An Interview with Joanne Friday 


mb62-Unconditional2Joanne Friday is a Dharma teacher in the Order of Interbeing. In 2003, she received authority to teach from Thich Nhat Hanh, her teacher for twenty years. Joanne leads meditation retreats for Sanghas and groups throughout the Northeastern

U.S. She lives in Rhode Island, where she is the guiding teacher for the six Sanghas that comprise the Rhode Island Community of Mindfulness. She is also an Associate Chaplain at the University of Rhode Island. Joanne was interviewed by Natascha Bruckner on October 11, 2012 for this issue of the Mindfulness Bell.


Mindfulness Bell: October 11, is Thay’s Continuation Day. How do you see his continuation in yourself?

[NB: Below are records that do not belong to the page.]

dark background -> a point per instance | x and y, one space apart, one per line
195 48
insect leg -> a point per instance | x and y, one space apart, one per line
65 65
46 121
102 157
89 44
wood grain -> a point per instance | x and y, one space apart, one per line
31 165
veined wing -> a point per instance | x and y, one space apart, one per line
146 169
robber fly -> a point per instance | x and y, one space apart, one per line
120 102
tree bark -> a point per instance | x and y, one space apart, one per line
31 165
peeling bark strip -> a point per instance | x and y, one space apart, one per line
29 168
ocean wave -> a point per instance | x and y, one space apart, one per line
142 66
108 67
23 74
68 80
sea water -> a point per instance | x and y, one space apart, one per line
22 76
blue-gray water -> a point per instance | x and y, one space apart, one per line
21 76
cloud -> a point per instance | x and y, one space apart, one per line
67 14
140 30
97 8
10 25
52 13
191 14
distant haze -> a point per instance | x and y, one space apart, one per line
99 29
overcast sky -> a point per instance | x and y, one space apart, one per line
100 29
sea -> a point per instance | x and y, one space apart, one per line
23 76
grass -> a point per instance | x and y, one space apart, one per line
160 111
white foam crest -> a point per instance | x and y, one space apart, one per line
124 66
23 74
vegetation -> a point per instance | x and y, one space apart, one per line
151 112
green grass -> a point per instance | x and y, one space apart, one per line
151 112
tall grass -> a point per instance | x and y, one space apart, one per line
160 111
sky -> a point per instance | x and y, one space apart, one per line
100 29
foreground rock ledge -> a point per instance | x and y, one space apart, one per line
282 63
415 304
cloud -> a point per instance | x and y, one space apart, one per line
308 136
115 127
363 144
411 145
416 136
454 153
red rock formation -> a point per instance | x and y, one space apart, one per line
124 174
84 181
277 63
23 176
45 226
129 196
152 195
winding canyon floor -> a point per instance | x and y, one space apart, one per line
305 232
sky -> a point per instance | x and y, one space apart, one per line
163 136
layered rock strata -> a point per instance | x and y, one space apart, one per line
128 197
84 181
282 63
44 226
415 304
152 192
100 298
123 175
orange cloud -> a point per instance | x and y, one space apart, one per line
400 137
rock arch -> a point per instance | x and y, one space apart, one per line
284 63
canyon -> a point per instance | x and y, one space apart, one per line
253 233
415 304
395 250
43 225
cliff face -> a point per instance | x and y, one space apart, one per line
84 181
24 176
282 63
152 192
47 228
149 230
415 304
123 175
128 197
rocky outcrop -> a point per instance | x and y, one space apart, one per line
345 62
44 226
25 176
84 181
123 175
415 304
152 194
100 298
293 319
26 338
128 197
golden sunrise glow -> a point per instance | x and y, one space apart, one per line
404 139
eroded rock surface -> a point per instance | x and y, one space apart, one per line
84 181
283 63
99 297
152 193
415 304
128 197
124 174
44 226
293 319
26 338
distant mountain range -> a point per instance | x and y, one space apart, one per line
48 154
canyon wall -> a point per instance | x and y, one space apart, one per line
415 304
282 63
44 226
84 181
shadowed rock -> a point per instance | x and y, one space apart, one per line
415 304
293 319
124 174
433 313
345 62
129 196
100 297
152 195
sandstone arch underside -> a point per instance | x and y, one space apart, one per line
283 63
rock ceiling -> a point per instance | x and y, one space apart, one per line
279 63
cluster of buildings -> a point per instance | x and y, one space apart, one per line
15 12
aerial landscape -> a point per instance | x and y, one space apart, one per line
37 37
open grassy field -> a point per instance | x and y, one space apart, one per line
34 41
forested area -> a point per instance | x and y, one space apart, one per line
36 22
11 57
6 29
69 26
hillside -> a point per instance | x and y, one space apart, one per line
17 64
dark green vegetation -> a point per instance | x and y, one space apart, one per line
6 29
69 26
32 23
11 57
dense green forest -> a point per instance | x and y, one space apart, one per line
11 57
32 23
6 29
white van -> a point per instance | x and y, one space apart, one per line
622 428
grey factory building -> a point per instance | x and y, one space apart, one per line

Joanne Friday: My ordination as a Dharma teacher was a clear example of how I see transmission and continuation. I had no thoughts of ever being a Dharma Teacher; it never had entered my mind. One day I received a letter from Plum Village inviting me to receive Lamp Transmission. After opening the letter, I went through feeling completely unworthy, and I thought, “Oh, they’ve made a mistake—my name was switched with some other person.” I really was stunned. After two minutes or so, it was as if I was struck by a bolt of lightning and I thought, “This has nothing to do with you.”

Since my first encounter with Thay, I have felt him to be very alive in every cell of my body. And the transmissions from my parents, from everybody who’s ever loved me, everybody who’s ever cared for me, all of them are alive in every cell in my body. So to say that is not good enough is an insult to all of them. This was not about my little egocentric self; it had nothing to do with me.

To prepare for the ceremony, my normal habit energy would have been to try to come up with the perfect Dharma talk, and have everybody think I knew everything about the Dharma. Instead, I could not even think about it and I had not one ounce of anxiety in those three months before the Lamp Transmission. At that time, as part of the ceremony, each new Dharma teacher gave a short talk after their ordination. Walking to take my seat, I still had no idea what I would talk about, and yet I felt nothing but pure joy, and I thought, “I wonder what I’m going to say.” So I told them the story I am telling you.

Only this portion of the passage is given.